As mentioned earlier, the period of time from when the truck was first observed to the collision was approximately two minutes. For the majority of this time, both vehicles were travelling at a relatively normal speed. The actual attempted traffic stop and “pursuit” of the fleeing truck took place over approximately 500 metres and was over in a matter of seconds. Shortly before the collision, GPS and video evidence available from traffic lights leading up to the intersection demonstrated that the truck was approximately 200 metres ahead of the police vehicle. The involved officers were involved in a lawful traffic stop and, as such, were acting in the lawful execution of their duties.

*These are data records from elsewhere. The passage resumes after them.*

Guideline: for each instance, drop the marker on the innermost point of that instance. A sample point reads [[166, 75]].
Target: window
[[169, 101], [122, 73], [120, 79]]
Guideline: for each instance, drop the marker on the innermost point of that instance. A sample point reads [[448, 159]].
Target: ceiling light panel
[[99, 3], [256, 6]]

Furthermore, the officers assessed the traffic conditions initially and reassessed almost immediately when the driver’s driving pattern became increasingly dangerous. Having been alive to the increasing public safety risk, the evidence, including the statements of the officers and the immutable GPS data from the police vehicle, establishes that the subject officers were slowing their vehicle considerably and had decided to terminate any pursuit, a decision made in split seconds.

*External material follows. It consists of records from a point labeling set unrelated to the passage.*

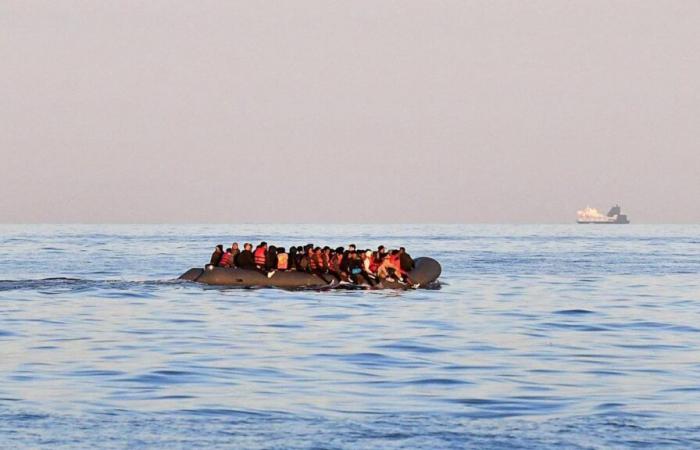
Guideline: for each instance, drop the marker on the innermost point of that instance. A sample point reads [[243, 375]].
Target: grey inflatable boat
[[424, 275]]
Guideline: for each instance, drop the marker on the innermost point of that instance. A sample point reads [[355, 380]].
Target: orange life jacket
[[226, 260], [260, 256], [282, 259]]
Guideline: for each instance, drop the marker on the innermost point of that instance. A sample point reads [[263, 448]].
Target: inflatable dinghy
[[425, 273]]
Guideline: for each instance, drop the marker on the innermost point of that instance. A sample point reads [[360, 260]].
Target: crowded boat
[[349, 265]]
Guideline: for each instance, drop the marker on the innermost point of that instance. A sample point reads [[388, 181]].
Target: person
[[234, 254], [260, 255], [246, 259], [318, 261], [366, 258], [216, 256], [326, 258], [405, 261], [334, 262], [226, 259], [271, 259], [374, 262], [355, 268], [282, 259], [305, 261], [313, 262], [292, 258]]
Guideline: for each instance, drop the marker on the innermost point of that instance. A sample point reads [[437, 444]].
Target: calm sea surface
[[558, 336]]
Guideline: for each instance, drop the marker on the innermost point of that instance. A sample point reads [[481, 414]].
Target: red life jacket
[[282, 259], [226, 260], [259, 256]]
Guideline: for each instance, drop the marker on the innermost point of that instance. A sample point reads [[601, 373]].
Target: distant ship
[[591, 215]]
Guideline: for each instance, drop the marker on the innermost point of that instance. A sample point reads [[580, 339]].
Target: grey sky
[[348, 111]]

What is very clear is that the 27-year-old man was operating the vehicle at an exceptionally high rate of speed and either attempted and failed to make the turn onto Alex Taylor Drive or simply lost control given the high speeds. Regardless, even though it was likely the result of an impulsive and not well-considered decision, the man’s operation of the motor vehicle had escalated to being extremely dangerous, and was the sole cause of the single motor vehicle collision.

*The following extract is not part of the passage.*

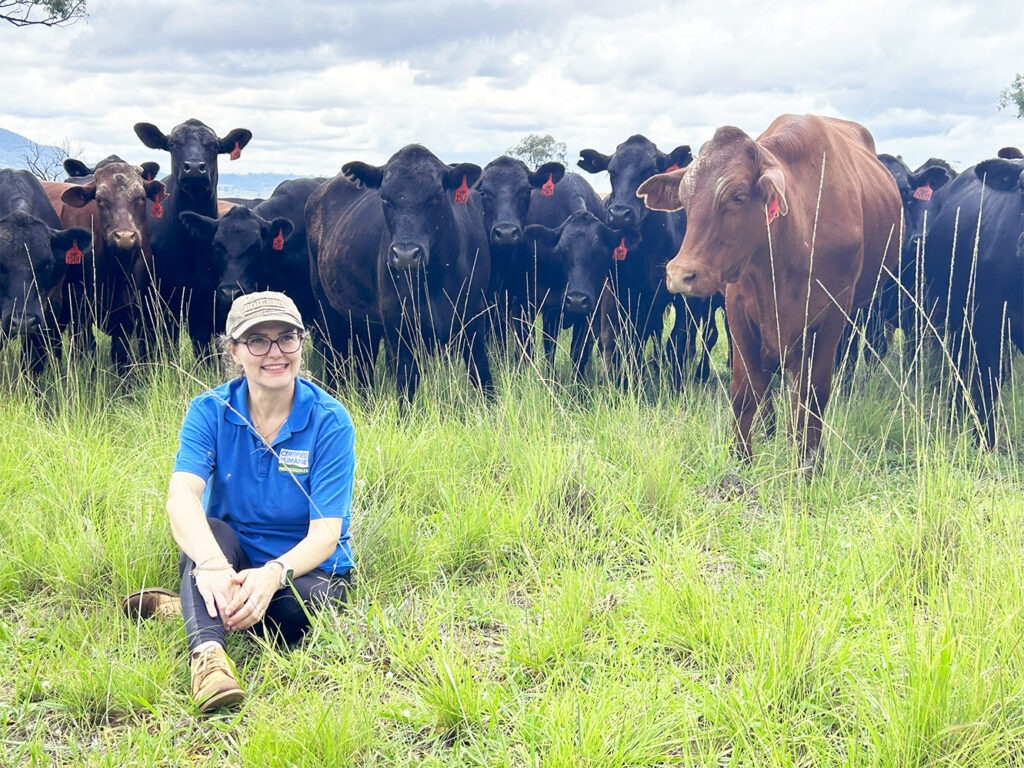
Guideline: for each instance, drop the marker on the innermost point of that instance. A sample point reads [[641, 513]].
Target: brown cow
[[805, 209], [105, 286]]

It is the opinion of Executive Director Susan D. Hughson, QC, that the investigation does not provide reasonable grounds, nor reasonable suspicion, to believe that involved officers committed any Criminal Code offences. While the death of the man and the injury of the young woman in the passenger seat was both tragic and criminal, responsibility for this single motor vehicle collision rests with the man operating the stolen motor vehicle.
ASIRT’s mandate is to effectively, independently and objectively investigate incidents involving Alberta’s police that have resulted in serious injury or death to any person, as well as serious or
sensitive allegations of police misconduct.
This release is distributed by the Government of Alberta on behalf of the Alberta Serious Incident Response Team.